On Reading Camus’s The Plague

To begin with, I decided to read The Plague in connection with a project on which I am currently working.  I was highly optimistic, for some unknown reason, but I am now realizing that reading this text is contributing to my high blood pressure.  I cannot explain it, but I have an (ir)rational fear of the bubonic plague.  Ever since I was really little, I was afraid I could catch the plague just by reading about it.  Even then, I thought to myself, “if I read books from the period…can I catch the plague…what is the incubation period of the plague?”  While, of course, the plague is not something that is held static in history, and, in fact, it continues to live on and infect, I always imagined it as something frozen in time.  I remember walking out of the room when a documentary came on the television about the plague.  If my memory is correct, scientists were unburying dead bodies in order to see if the plague had laid dormant, and, in fact, it had.  I cannot be too sure whether or not this is true, but the memory is quite vivid.  Scientists digging and white parkas.  A seemingly innocuous image is also terrifying beyond belief.

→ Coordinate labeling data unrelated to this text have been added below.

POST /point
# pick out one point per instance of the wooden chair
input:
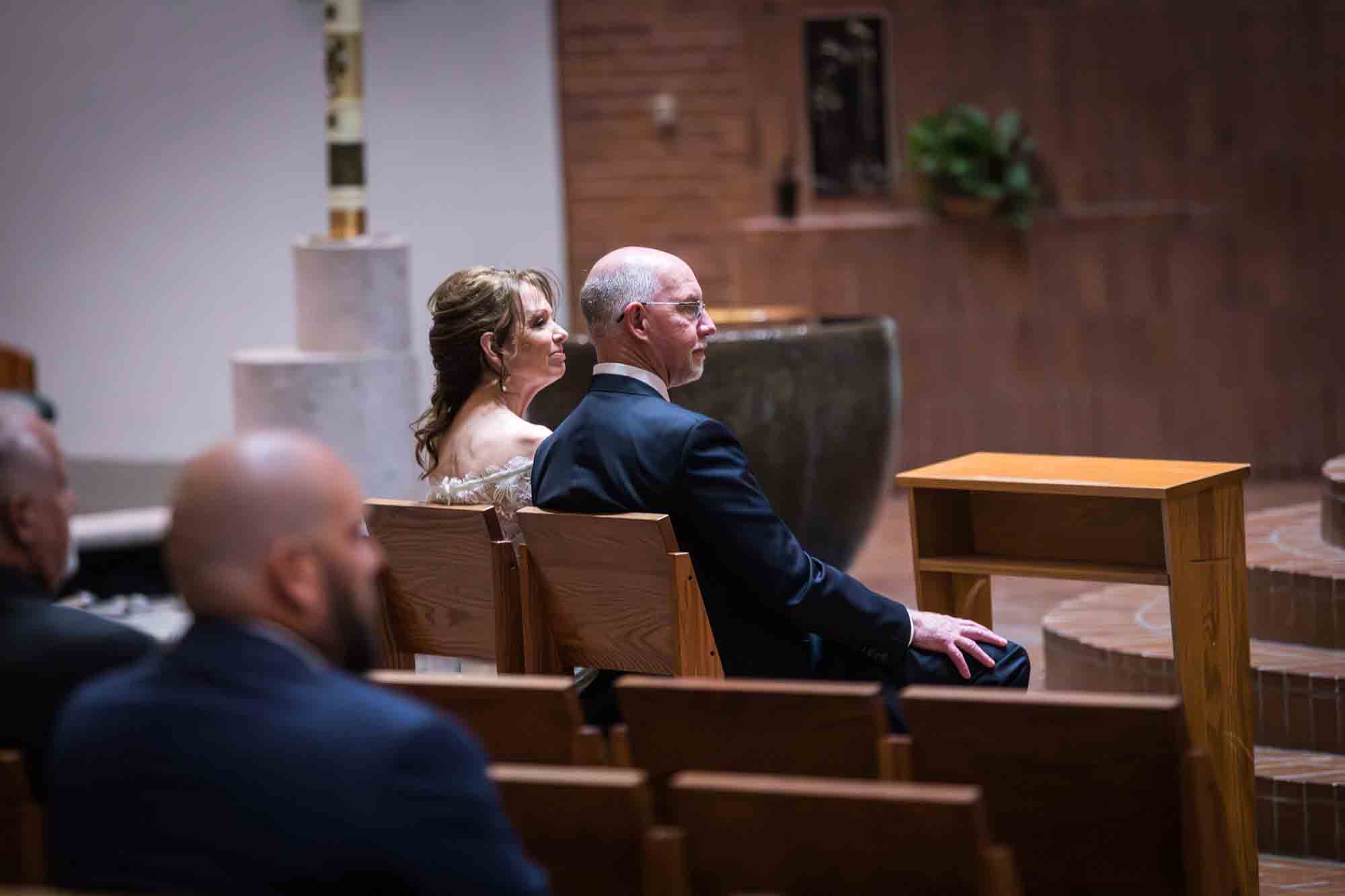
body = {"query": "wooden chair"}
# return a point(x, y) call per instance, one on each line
point(825, 836)
point(828, 729)
point(611, 592)
point(521, 719)
point(22, 834)
point(592, 829)
point(1094, 792)
point(18, 370)
point(451, 585)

I am currently reading The Plague.  It seems like a bad idea, but that cliché of having to face one’s fears comes just as clear to my mind.  Reading this book is highly distressing to me, but there are certain things, not the horrors of disease, that I intend to extract from the novel.  Perhaps, that could be the very basis of my own mantra…using Camus’s existentialism to get through this horrifying novel.  I am on page 17.  But, I intend to make my own meaning from this book.  I am looking for what is not obvious, and I am looking for, not redemption, but a moment of meaningless meaning.  Perhaps, it will be fleeting, and even worthless to my project, but it seems foolish not to try.

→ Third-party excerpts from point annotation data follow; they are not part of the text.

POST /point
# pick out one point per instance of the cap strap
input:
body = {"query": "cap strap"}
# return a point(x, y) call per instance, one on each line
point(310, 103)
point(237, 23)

I am reading The Plague because, while this feeling is not addictive, it certainly is catching.  One only has a few days before they are taken captive to the plague and its particular necrosis.  In this case, I am not looking towards death in a straightforward way.  Not at all, but just the way ideas come and go, eat and fester, cure and humble.  While my reaction may seem melodramatic, perhaps setting down on metaphorical paper the apprehensions I face is the only way I will Pester on and make a new meaning out of something with which I have been, largely, uncomfortable.